Homework 8
Due Monday, November 27
This homework deals with Unicode and UTF-8. You will need to
understand the
unicodedata
module. I also suggest you read
The
Absolute Minimum Every Software Developer Absolutely, Positively Must
Know About Unicode and Character Sets (No Excuses!).
There is also a personal history of the development of UTF8
by Rob Pike
here.
You can find UTF-8 test pages for browsers here.

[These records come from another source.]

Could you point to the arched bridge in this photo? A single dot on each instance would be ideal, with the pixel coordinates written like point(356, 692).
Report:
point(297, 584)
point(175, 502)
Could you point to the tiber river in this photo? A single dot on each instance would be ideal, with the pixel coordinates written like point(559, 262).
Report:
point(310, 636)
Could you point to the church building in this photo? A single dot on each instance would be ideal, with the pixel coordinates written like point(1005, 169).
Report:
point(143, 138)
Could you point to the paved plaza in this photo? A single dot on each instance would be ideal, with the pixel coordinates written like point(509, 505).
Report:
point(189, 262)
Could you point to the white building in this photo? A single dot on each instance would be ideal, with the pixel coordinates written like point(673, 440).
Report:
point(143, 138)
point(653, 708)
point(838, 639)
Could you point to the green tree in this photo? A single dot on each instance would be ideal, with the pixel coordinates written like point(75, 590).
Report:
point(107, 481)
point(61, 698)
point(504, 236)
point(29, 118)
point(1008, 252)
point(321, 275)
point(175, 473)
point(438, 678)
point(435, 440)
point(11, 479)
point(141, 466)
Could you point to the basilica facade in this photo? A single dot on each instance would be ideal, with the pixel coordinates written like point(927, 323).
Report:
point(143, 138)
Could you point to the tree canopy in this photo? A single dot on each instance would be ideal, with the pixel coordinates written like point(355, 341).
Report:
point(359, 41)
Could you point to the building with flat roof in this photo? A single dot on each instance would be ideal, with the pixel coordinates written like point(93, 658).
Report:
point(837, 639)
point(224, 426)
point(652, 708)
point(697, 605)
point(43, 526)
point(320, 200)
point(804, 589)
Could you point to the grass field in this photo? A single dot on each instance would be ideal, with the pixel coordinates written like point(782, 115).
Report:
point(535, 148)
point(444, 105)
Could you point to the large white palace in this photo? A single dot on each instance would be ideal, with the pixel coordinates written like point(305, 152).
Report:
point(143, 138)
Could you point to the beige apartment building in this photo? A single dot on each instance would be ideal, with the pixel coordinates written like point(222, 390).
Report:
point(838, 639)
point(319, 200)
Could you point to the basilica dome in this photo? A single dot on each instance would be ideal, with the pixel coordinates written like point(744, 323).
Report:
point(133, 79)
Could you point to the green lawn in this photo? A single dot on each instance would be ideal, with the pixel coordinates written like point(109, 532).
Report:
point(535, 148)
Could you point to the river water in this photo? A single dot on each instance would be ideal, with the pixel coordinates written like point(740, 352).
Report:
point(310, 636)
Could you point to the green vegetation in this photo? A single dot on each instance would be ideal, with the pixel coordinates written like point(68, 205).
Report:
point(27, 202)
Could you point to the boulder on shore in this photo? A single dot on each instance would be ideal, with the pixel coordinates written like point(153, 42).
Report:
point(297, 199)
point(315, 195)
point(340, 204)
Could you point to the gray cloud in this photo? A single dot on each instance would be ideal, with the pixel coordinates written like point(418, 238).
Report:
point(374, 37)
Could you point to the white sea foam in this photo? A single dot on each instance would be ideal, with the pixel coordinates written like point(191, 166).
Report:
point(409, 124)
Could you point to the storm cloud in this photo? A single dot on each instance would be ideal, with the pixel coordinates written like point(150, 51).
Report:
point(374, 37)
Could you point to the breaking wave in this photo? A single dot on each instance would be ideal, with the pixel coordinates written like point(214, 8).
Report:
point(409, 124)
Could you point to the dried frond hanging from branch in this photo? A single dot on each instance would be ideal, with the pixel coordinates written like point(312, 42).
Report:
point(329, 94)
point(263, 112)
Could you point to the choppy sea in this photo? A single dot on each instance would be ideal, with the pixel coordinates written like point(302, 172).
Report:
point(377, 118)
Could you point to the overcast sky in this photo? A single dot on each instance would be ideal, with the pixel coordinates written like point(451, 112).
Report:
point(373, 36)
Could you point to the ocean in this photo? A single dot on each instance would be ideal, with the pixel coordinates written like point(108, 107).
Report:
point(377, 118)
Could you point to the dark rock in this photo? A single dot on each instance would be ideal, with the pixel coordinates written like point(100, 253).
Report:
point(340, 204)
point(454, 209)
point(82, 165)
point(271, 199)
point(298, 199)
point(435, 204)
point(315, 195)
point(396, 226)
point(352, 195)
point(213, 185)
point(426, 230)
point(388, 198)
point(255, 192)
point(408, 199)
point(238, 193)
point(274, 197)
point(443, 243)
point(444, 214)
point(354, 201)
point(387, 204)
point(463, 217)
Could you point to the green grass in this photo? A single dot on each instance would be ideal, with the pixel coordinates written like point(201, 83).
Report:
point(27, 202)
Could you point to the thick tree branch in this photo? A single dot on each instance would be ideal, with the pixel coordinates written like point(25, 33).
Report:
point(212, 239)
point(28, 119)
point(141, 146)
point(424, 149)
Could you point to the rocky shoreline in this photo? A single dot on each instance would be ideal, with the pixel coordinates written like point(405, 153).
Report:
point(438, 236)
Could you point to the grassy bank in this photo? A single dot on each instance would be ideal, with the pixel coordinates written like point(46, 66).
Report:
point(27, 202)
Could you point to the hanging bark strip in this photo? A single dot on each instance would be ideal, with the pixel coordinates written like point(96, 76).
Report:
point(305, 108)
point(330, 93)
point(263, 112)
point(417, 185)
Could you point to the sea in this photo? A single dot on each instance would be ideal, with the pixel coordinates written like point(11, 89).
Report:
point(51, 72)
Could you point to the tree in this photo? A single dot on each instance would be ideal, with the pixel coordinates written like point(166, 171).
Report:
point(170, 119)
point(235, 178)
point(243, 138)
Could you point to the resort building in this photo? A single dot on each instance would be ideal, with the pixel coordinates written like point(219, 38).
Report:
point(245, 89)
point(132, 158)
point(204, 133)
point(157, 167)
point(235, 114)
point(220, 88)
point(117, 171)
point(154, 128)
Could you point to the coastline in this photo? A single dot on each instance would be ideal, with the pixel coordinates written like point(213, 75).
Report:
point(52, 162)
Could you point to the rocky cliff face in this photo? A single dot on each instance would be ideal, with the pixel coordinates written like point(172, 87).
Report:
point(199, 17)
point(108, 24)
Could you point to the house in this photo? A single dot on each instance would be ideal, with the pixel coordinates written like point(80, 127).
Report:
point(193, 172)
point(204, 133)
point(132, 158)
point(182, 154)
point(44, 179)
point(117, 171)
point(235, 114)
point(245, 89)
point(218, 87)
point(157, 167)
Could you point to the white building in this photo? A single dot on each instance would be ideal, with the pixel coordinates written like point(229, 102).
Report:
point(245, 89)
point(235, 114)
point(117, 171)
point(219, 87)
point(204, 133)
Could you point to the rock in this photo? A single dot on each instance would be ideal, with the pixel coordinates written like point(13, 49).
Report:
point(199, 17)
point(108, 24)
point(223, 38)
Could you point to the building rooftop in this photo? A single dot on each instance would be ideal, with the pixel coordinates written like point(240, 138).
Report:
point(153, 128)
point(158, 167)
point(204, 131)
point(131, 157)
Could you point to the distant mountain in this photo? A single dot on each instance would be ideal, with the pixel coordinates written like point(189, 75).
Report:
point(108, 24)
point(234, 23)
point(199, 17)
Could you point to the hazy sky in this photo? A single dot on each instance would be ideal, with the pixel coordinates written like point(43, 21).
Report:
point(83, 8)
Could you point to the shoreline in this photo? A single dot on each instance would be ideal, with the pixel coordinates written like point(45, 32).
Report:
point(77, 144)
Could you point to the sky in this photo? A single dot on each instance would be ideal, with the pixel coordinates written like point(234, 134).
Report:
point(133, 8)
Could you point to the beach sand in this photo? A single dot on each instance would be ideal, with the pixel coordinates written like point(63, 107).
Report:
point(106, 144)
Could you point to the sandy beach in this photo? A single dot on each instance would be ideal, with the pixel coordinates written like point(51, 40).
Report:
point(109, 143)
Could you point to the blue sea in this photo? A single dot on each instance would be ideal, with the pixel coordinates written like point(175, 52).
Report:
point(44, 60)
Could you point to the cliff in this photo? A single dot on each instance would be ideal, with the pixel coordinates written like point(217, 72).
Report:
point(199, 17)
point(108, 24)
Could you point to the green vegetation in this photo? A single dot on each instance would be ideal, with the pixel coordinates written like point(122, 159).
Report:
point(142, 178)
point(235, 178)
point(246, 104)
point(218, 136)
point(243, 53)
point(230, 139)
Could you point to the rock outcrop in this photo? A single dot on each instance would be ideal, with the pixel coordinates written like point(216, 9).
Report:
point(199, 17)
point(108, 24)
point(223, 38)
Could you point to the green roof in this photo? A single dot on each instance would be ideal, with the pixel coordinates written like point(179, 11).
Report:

If your browser shows funny squiggles for a given page, it supports
that script. If it shows question marks or hex codes, it does not.
-
Unicode code points run from 0 to 216-1, but not all of
those code points are valid characters. Write a function that uses
functionality from the unicodedata module to figure out which code
points are valid. Your function should return a list of
numbers corresponding to valid code points.
-
Write a similar function that returns a list of
numbers corresponding to code points that are capital
letters.
-
Write a function that takes a list of code points and returns the
names of (valid) code points in that list. Run
this on the list from the previous exercise and use the returned list
to show which scripts have case distinction.
-
Write a function that takes an arbitrary utf8 string and downcases
it. You will need to do this in unicode and then reencode back to
utf8.
-
In /home/rws/HomeworkExercises/HW8 you'll find eight small
text files each in a different script. Tell me what script each one is
in. No cheating like reading them into a browser and using your
knowledge of writing systems to figure it out: I want you to do it
using the python tools, and show me what you did.